Explore the Data - Setup

To explore the data, I took the interesting JSON fields and built a schema for SQLite to let me learn what I wanted to from my data. The following python script loads each JSON file, walks through each streaming entry to grab the useful fields, then inserts the records into a new SQLite database.

import json
import os
import sqlite3

DATABASE = 'database.db'
pth = r'<somewhere on windows>\my_spotify_data_extended_history\MyData'

files = os.listdir(pth)
# Audio only, please no video data
files = [f for f in files if os.path.splitext(f)[1] == '.json' and 'Audio' in f]

db = sqlite3.connect(DATABASE)
db.row_factory = sqlite3.Row
c = db.cursor()

c.execute('''
CREATE TABLE IF NOT EXISTS song (
    id INTEGER PRIMARY KEY AUTOINCREMENT,
    track_name TEXT NOT NULL,
    artist_name TEXT,
    album_name TEXT,
    shuffle INTEGER,
    skipped INTEGER,
    ms_played INTEGER,
    created_at TIMESTAMP UNIQUE
);
''')

for file in files:
    with open(os.path.join(pth, file), 'r', encoding="utf8") as f:
        data = json.load(f)

        for t in data:
            created_at = t['ts']
            ms_played = t['ms_played']
            track_name = t['master_metadata_track_name']
            artist_name = t['master_metadata_album_artist_name']
            album_name = t['master_metadata_album_album_name']
            shuffle = t['shuffle']
            skipped = t['skipped']

            c.execute('INSERT or IGNORE INTO song (created_at, ms_played, track_name, '
                      'artist_name, album_name, shuffle, skipped) ' 
                      'VALUES (?, ?, ?, ?, ?, ?, ?);', 
                      (created_at, ms_played, track_name, artist_name,
                       album_name, shuffle, skipped))

db.commit()
db.close()

And with that, we're in. 12 years of audio data at my fingertips.

Explore the Data - In Earnest

Using the incredible and infinitely useful DB Browser for SQLite, I have been able to explore the data and find all sorts of fun information.

Total hours streamed

3929 hours streamed over 12 years - in those 12 years, I have spent 163 full days listening to music on Spotify.

SELECT
    COUNT(*),
    printf("%.2f", SUM(ms_played) / 3600000.) AS hours
FROM song

Tracks streamed and total hours listened per year:

Peaked in 2015 with 509, but well on my way in 2023 with 438 already.

SELECT
    COUNT(*),
    printf("%.2f", SUM(ms_played) / 3600000.) AS hours,
    strftime('%Y', created_at) year
FROM song
GROUP BY year

Thanks to Designcise on how to access the year from timestamps in Sqlite.

Who is my top artist by streaming time?

Brian Eno for the win with a whopping 949 hours.
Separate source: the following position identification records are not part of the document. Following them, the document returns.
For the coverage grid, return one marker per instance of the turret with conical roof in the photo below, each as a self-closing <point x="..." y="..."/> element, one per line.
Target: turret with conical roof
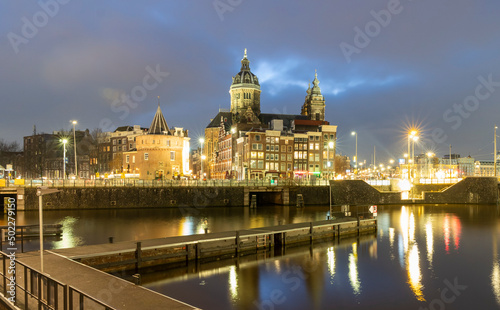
<point x="314" y="104"/>
<point x="159" y="124"/>
<point x="244" y="91"/>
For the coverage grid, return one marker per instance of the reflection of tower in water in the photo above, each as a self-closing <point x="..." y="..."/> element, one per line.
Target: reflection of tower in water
<point x="495" y="272"/>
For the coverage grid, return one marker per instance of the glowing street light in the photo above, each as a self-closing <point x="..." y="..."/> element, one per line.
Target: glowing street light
<point x="64" y="141"/>
<point x="202" y="156"/>
<point x="74" y="142"/>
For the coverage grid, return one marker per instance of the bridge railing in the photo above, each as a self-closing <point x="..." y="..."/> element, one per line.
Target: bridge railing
<point x="167" y="183"/>
<point x="27" y="288"/>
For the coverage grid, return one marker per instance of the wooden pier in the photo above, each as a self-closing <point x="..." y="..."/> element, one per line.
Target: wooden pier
<point x="74" y="278"/>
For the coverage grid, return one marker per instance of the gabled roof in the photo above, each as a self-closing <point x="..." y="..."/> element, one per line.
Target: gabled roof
<point x="159" y="124"/>
<point x="266" y="118"/>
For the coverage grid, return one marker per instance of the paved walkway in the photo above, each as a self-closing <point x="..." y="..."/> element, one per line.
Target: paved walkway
<point x="115" y="292"/>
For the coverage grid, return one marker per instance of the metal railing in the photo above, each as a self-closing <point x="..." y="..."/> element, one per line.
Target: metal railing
<point x="167" y="183"/>
<point x="30" y="289"/>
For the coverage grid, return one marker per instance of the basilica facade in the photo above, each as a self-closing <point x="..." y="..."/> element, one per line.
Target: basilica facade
<point x="243" y="143"/>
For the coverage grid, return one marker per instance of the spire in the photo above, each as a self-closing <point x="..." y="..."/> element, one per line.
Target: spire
<point x="245" y="63"/>
<point x="316" y="90"/>
<point x="159" y="124"/>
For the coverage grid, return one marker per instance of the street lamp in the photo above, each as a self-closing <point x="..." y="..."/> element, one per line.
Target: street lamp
<point x="356" y="154"/>
<point x="64" y="141"/>
<point x="330" y="146"/>
<point x="74" y="142"/>
<point x="202" y="157"/>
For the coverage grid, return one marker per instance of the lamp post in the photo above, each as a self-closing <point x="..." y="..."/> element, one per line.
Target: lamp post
<point x="74" y="143"/>
<point x="201" y="157"/>
<point x="64" y="141"/>
<point x="356" y="154"/>
<point x="329" y="146"/>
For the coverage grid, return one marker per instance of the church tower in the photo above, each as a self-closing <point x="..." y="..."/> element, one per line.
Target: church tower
<point x="314" y="104"/>
<point x="245" y="94"/>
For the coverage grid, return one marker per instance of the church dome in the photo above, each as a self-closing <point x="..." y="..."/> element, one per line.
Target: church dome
<point x="245" y="76"/>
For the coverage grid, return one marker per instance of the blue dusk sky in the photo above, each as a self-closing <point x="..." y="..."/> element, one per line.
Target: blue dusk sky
<point x="383" y="65"/>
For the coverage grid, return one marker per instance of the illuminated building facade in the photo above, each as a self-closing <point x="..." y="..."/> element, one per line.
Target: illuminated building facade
<point x="243" y="143"/>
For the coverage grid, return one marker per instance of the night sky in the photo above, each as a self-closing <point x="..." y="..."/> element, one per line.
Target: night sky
<point x="384" y="66"/>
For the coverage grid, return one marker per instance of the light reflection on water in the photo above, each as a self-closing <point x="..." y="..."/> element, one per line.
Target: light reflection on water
<point x="434" y="244"/>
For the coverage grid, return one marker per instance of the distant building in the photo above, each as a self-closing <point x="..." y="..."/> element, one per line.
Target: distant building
<point x="243" y="143"/>
<point x="159" y="154"/>
<point x="43" y="155"/>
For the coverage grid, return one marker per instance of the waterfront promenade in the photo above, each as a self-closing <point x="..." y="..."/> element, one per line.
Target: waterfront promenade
<point x="71" y="277"/>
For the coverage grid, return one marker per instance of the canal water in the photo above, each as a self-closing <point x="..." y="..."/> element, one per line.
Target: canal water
<point x="422" y="257"/>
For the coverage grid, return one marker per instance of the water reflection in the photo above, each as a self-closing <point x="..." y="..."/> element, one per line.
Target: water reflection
<point x="429" y="238"/>
<point x="69" y="238"/>
<point x="331" y="263"/>
<point x="410" y="253"/>
<point x="353" y="270"/>
<point x="495" y="272"/>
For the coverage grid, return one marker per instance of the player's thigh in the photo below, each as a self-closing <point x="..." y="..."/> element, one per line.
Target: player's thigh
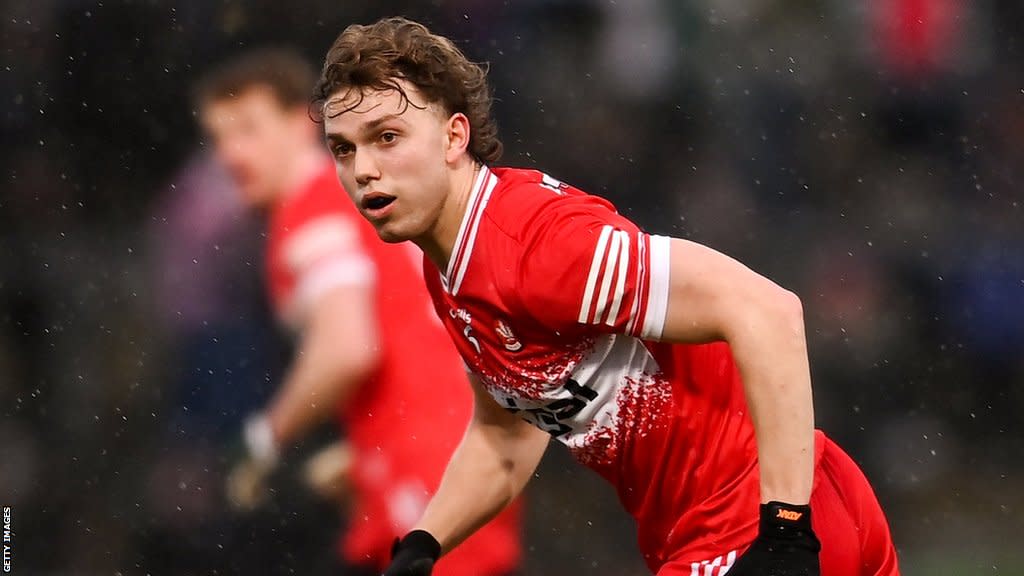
<point x="849" y="521"/>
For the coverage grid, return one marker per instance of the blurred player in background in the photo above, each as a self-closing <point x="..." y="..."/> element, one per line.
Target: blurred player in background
<point x="672" y="370"/>
<point x="371" y="350"/>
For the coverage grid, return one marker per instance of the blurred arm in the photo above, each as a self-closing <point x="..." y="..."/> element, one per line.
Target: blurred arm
<point x="494" y="462"/>
<point x="715" y="297"/>
<point x="338" y="351"/>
Mr Eno and I have spent well over a month solid together at 40 complete days of music.

SELECT
    artist_name,
    COUNT(*) as count,
    SUM(ms_played) / 3600000. AS hours
FROM song
GROUP BY
    artist_name
ORDER BY
    hours DESC

Top track from Brian Eno?

Thursday Afternoon with 419 streams for 674 hours (this is my study/work/chill jam of all time as noted already here)
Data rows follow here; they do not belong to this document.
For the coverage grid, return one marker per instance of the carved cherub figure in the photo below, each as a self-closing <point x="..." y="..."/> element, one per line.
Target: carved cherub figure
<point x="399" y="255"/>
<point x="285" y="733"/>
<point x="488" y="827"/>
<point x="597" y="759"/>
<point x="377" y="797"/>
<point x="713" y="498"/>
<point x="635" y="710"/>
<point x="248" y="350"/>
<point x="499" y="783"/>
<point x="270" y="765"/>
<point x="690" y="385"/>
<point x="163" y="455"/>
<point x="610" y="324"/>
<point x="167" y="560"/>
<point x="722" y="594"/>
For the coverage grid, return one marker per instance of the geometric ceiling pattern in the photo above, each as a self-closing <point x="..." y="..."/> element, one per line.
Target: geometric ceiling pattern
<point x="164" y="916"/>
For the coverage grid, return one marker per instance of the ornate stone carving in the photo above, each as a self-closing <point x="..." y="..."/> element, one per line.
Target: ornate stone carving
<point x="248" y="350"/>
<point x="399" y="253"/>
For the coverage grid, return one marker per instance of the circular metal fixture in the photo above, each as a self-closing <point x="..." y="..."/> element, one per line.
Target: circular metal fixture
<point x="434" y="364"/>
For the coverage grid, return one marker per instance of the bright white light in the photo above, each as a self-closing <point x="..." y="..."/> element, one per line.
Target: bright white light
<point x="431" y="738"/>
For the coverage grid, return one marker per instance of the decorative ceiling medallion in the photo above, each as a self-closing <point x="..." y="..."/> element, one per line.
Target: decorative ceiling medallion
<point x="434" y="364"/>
The song is exactly one hour long, so that math does not quite add up. My hypothesis is that this is due to me restarting the song to near the beginning using the progress slider instead of the track skip buttons, which must not register as a new stream.
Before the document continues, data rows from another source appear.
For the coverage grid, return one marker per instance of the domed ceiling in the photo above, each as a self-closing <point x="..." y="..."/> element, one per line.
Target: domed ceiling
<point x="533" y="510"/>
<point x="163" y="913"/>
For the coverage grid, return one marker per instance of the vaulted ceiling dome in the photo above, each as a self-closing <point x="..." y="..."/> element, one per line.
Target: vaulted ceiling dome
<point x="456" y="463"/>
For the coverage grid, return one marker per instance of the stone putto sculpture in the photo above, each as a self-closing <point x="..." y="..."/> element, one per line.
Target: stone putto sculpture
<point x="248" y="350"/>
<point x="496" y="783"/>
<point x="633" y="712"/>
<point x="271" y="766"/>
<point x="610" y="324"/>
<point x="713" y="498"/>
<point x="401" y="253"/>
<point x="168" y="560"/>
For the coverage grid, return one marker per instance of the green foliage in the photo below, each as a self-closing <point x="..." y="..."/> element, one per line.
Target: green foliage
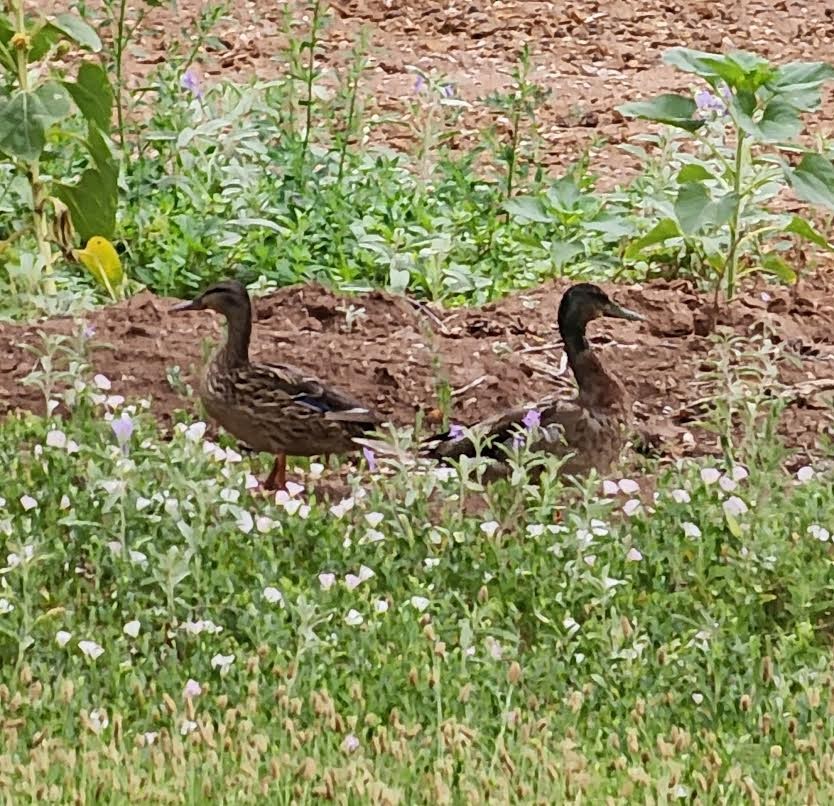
<point x="717" y="209"/>
<point x="36" y="109"/>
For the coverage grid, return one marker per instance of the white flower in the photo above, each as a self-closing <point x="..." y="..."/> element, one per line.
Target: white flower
<point x="294" y="489"/>
<point x="727" y="484"/>
<point x="98" y="720"/>
<point x="132" y="628"/>
<point x="419" y="602"/>
<point x="373" y="519"/>
<point x="192" y="689"/>
<point x="734" y="506"/>
<point x="27" y="502"/>
<point x="273" y="595"/>
<point x="709" y="475"/>
<point x="628" y="486"/>
<point x="691" y="530"/>
<point x="196" y="431"/>
<point x="350" y="744"/>
<point x="222" y="662"/>
<point x="631" y="506"/>
<point x="489" y="528"/>
<point x="805" y="474"/>
<point x="354" y="618"/>
<point x="610" y="487"/>
<point x="91" y="649"/>
<point x="342" y="508"/>
<point x="56" y="439"/>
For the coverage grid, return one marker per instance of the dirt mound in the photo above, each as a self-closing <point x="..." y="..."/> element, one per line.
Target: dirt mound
<point x="402" y="356"/>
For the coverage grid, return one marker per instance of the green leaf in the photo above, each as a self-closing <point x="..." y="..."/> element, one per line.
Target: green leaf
<point x="813" y="180"/>
<point x="23" y="122"/>
<point x="779" y="122"/>
<point x="804" y="229"/>
<point x="773" y="264"/>
<point x="664" y="230"/>
<point x="563" y="252"/>
<point x="692" y="207"/>
<point x="93" y="94"/>
<point x="74" y="28"/>
<point x="527" y="208"/>
<point x="669" y="108"/>
<point x="55" y="101"/>
<point x="92" y="204"/>
<point x="693" y="173"/>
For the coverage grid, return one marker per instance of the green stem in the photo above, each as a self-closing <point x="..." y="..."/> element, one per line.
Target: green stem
<point x="39" y="222"/>
<point x="732" y="252"/>
<point x="310" y="75"/>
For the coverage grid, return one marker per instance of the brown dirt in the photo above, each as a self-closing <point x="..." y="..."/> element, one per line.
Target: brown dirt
<point x="503" y="354"/>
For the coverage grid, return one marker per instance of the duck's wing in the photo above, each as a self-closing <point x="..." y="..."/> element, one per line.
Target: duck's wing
<point x="559" y="417"/>
<point x="279" y="386"/>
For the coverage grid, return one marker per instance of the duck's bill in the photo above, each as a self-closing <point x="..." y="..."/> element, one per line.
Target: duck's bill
<point x="618" y="312"/>
<point x="192" y="305"/>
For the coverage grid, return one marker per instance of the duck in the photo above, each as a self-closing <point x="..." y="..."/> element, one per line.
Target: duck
<point x="272" y="408"/>
<point x="587" y="432"/>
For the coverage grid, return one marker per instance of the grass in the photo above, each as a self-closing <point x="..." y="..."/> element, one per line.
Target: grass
<point x="167" y="636"/>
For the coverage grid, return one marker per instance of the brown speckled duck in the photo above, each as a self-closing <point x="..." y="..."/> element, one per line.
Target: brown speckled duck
<point x="273" y="408"/>
<point x="590" y="427"/>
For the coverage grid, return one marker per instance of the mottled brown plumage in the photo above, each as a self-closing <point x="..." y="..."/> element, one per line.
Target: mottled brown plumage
<point x="274" y="408"/>
<point x="590" y="427"/>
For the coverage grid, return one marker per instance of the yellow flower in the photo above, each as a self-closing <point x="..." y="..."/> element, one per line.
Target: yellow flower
<point x="102" y="261"/>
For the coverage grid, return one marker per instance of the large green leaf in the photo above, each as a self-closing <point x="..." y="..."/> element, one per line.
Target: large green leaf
<point x="693" y="207"/>
<point x="669" y="108"/>
<point x="805" y="229"/>
<point x="55" y="101"/>
<point x="23" y="122"/>
<point x="74" y="28"/>
<point x="527" y="208"/>
<point x="813" y="180"/>
<point x="93" y="94"/>
<point x="664" y="230"/>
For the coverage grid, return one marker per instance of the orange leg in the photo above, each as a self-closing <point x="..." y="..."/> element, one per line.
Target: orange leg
<point x="277" y="478"/>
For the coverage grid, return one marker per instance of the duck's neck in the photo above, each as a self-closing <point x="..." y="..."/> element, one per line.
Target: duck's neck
<point x="597" y="387"/>
<point x="235" y="352"/>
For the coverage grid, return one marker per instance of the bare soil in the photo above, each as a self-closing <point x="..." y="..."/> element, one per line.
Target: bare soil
<point x="399" y="354"/>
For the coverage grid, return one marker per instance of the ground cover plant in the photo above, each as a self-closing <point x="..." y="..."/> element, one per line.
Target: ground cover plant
<point x="382" y="632"/>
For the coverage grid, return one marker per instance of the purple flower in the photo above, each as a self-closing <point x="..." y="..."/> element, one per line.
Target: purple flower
<point x="191" y="81"/>
<point x="122" y="428"/>
<point x="532" y="419"/>
<point x="370" y="458"/>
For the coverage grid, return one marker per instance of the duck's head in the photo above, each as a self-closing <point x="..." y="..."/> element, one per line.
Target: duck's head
<point x="228" y="297"/>
<point x="585" y="302"/>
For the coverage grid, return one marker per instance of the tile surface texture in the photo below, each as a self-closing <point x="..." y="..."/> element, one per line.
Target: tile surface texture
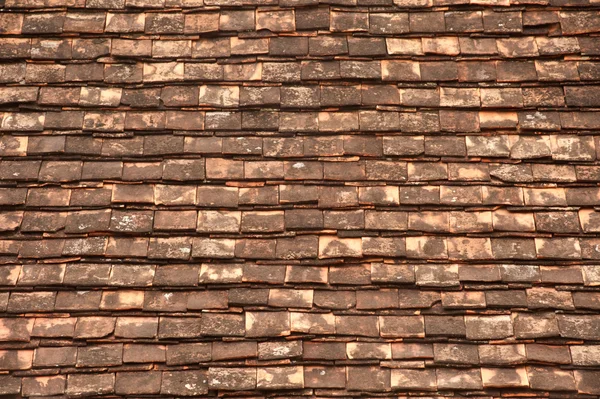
<point x="300" y="198"/>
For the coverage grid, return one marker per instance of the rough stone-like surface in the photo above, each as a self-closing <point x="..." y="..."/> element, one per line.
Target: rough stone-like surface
<point x="226" y="198"/>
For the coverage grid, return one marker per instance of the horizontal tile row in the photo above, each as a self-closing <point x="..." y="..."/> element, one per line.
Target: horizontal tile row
<point x="377" y="274"/>
<point x="183" y="248"/>
<point x="214" y="169"/>
<point x="413" y="355"/>
<point x="303" y="46"/>
<point x="387" y="70"/>
<point x="279" y="221"/>
<point x="213" y="196"/>
<point x="393" y="21"/>
<point x="306" y="96"/>
<point x="325" y="378"/>
<point x="257" y="324"/>
<point x="211" y="4"/>
<point x="557" y="147"/>
<point x="361" y="300"/>
<point x="297" y="122"/>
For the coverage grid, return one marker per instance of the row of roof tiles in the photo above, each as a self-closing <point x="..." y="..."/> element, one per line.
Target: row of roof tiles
<point x="182" y="248"/>
<point x="279" y="221"/>
<point x="508" y="281"/>
<point x="522" y="47"/>
<point x="329" y="122"/>
<point x="388" y="70"/>
<point x="179" y="4"/>
<point x="323" y="196"/>
<point x="320" y="378"/>
<point x="347" y="171"/>
<point x="261" y="324"/>
<point x="306" y="96"/>
<point x="409" y="355"/>
<point x="312" y="150"/>
<point x="363" y="300"/>
<point x="290" y="20"/>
Second place is Reflection with 162 streams for 244 hours.

SELECT
    track_name,
    artist_name,
    COUNT(*) as count,
    SUM(ms_played) / 3600000. AS hours
FROM song
WHERE
    artist_name = "Brian Eno"
GROUP BY
    track_name
ORDER BY
    hours DESC

Top 5 artists by stream count

  1. Disasterpeace - 1376
  2. Brian Eno - 1106
  3. Qumu - 946
  4. Hans Zimmer - 899
  5. Big Giant Circles - 775
SELECT
    artist_name,
    COUNT(*) as count,
    SUM(ms_played) / 3600000. AS hours
FROM song
GROUP BY
    artist_name
ORDER BY
    count DESC
LIMIT 5

Who knows what other goodies await?

I plan to keep digging to see what I can unearth in my listening habits. I hope to rediscover some artists and albums from my early streaming years that have fallen off my map.

I also want to bring this data online in a searchable, filterable, chartable fashion - brainstorming what that would take.

TBD on how long Spotify enforces between requests - maybe I can refresh my data every 6 months or so.